Normal municipal works, perhaps public works, are not being addressed
and there is a void. I want to come to the Governing Council in
a moment but could you paint a picture for us of how much of this
country is being run under any degree of normalcy? My fear is
that it is not. Perhaps we as legislators, in the United Kingdom
or round the western world, look for the obvious things like schools,
so American monies and energies will go into that, because that
is what legislators and journalists will look at. The rest is
just anarchical, is it? No governance.
Mr Pelham: My feeling is that
is probably an over statement. Yes, there is an enormous problem
about the contact Iraqis can have with the people who are running
the country. The Americans are running Iraq and they are virtually
inaccessible behind their barricades and if you want to petition
an American in Iraq there are very, very few facilities for doing
that. There are very few facilities even if you are an Iraqi contractor
actually trying to contact Americans and trying to bid for some
of the contracts which are available. There is a danger that the
CPA is becoming increasingly isolated because of security concerns
and that is the other part of Greg Pope's question, which I did
not really answer. Security is imposing an enormous cost on the
reconstruction effort in terms of insurance, in terms of access.
It is very difficult. There is a fear about getting manpower and
supplies into the country and staying in the country and that
is making the American effort ever more isolated. The more power
and decision making can be returned to Iraqis the faster governance
is going to be restored in Iraq.
Q77 Andrew Mackinlay: Where municipalities
or local leadership are functioningand I imagine there
are some townships, perhaps even large towns, where there is some
degree of municipal governance carrying onwould there be
an inability of those mayors or leaders of those communities to
communicate with the American authorities, the coalition, for
the reasons you said? I am just trying to get a picture.
Mr Pelham: Once you leave Baghdad
power is more heavily devolved onto US military generals and British
military generals, theyrather than the CPAadminister
Iraq outside Baghdad.
Q78 Andrew Mackinlay: Even in Saddam's
regime there would have been some degree of civil justice, civil
law, commerce and so on. Does that still exist, normal justice
as it were? I am not talking about murder, crimes, political things,
but what about opportunities for redress in courts and criminal
courts relating to normal crime? Does that exist at all?

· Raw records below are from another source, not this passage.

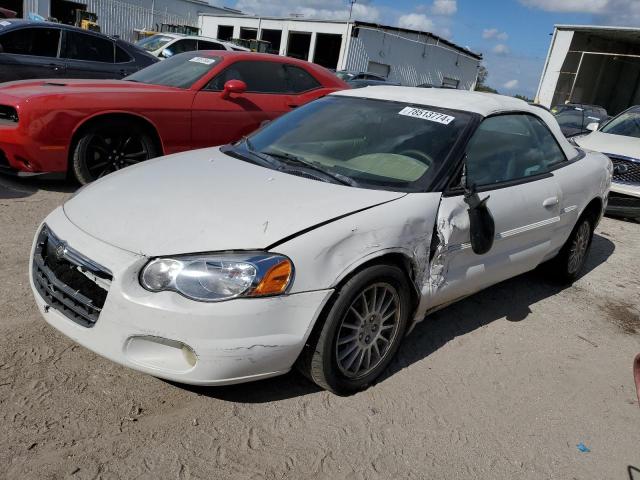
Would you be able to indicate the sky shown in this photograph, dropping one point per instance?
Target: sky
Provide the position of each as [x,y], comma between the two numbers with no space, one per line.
[512,35]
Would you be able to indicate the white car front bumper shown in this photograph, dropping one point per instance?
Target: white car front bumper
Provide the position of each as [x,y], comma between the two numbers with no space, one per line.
[172,337]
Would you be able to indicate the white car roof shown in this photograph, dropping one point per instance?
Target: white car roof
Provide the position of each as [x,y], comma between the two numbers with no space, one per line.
[484,104]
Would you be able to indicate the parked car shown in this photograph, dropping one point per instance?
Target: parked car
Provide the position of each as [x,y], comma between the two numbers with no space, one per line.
[6,13]
[165,45]
[53,50]
[573,118]
[319,240]
[619,139]
[371,83]
[192,100]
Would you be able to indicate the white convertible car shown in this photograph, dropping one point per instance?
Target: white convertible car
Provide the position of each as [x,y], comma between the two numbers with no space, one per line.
[319,240]
[619,139]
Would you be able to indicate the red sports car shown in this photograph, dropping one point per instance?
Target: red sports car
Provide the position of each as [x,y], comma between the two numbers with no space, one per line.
[193,100]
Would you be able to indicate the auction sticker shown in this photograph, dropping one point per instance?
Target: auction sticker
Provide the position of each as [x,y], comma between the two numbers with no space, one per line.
[427,115]
[204,60]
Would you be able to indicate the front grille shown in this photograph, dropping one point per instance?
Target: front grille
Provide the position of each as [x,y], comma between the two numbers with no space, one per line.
[625,170]
[68,281]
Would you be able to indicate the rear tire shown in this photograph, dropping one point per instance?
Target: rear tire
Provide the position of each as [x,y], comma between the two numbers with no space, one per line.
[110,146]
[568,264]
[361,331]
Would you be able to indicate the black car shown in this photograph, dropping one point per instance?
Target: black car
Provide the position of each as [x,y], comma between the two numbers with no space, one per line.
[573,118]
[52,50]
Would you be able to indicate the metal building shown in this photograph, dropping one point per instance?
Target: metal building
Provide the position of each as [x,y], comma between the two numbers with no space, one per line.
[120,17]
[593,65]
[409,57]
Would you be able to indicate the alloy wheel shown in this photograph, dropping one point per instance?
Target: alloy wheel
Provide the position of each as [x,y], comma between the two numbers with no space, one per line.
[579,247]
[107,153]
[367,330]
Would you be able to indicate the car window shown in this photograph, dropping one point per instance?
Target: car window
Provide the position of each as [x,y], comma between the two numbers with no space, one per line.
[122,56]
[154,42]
[260,77]
[300,80]
[203,45]
[41,42]
[377,143]
[81,46]
[181,71]
[181,46]
[626,124]
[510,147]
[571,118]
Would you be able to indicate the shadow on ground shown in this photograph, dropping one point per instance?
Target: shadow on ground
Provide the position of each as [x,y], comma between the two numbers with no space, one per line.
[510,299]
[18,187]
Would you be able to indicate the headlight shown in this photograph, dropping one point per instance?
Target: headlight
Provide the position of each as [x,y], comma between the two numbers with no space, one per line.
[216,277]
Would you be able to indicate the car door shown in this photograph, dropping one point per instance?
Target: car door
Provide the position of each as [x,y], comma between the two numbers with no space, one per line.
[506,164]
[89,56]
[217,119]
[30,52]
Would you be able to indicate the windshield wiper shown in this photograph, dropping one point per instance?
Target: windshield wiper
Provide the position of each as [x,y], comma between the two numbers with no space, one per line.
[295,160]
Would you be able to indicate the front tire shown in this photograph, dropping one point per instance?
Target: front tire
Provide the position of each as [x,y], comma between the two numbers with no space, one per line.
[568,264]
[361,332]
[108,147]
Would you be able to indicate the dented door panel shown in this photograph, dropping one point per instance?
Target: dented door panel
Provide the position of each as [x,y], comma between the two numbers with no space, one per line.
[325,255]
[526,221]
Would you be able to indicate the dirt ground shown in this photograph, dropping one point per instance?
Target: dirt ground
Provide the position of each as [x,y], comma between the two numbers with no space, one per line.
[503,385]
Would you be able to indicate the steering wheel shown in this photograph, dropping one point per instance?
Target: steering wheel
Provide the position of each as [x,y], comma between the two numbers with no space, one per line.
[417,153]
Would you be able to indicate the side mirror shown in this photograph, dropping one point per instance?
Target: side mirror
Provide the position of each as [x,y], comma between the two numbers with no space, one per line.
[482,227]
[233,86]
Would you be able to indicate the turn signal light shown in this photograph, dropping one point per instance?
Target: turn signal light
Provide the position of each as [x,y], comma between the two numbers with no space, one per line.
[275,281]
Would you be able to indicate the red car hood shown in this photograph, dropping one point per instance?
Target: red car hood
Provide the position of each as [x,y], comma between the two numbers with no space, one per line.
[42,87]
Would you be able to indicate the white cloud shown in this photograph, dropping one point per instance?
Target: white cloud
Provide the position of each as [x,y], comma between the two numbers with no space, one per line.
[511,84]
[573,6]
[608,12]
[501,49]
[491,33]
[444,7]
[416,21]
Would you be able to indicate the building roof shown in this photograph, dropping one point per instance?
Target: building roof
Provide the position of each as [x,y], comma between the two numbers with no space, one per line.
[356,23]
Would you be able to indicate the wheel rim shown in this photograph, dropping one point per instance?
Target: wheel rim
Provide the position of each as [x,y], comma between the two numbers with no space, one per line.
[368,330]
[579,247]
[106,153]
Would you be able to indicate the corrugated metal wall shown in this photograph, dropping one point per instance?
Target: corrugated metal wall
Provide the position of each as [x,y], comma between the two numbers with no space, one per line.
[411,62]
[121,17]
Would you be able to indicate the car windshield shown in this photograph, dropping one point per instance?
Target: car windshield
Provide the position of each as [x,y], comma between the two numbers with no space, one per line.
[570,118]
[180,71]
[154,42]
[626,124]
[368,143]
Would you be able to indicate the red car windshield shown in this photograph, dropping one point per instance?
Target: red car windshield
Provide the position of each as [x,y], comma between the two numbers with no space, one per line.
[180,71]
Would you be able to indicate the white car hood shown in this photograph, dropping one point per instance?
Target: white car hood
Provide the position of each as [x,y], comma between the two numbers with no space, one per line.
[205,200]
[608,143]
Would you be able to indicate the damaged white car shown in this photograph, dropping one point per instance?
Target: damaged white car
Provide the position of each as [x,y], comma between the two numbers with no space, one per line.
[319,240]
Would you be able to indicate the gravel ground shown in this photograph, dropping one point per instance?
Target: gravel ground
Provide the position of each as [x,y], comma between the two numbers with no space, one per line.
[502,385]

Mr Pelham: The court rooms were
gutted and looted. For the first four months there was no judicial
system to speak of at all. There are now the beginnings of a judicial
system, but it is also operating under severe security constraints.
There was a court which was looking at members of the Baath party
in the holy Shi'ite city of Najaf and was trying to prosecute
members of the Baath party who had committed crimes and the head
of that court was killed a couple of days ago. The judicial system
is operating under severe security constraints and one of the
justifications for the 8,000 or so prisoners-of-war which the
Americans are still holding is that they cannot hand them over
to the judiciary because there is no system to try them.
Q79 Andrew Mackinlay: May I turn
to the Iraq Governing Council? Does that command any popular support
or even tacit support amongst people in the community, in two
categories really, in Baghdad or outside Baghdad? What is your
feel about that?
Mr Pelham: Due to the security
situation within Iraq, the Governing Council is almost restricted
to the inside of their hotel. Since the assassination of one of
its members it has had severe problems operating inside Iraq.
It is not going out to meet its own people. When member of the
Governing Council try to plan visits around Iraq, they are often
cancelled for security reasons. The Governing Council has far
greater impact outside Iraq than it does inside Iraq.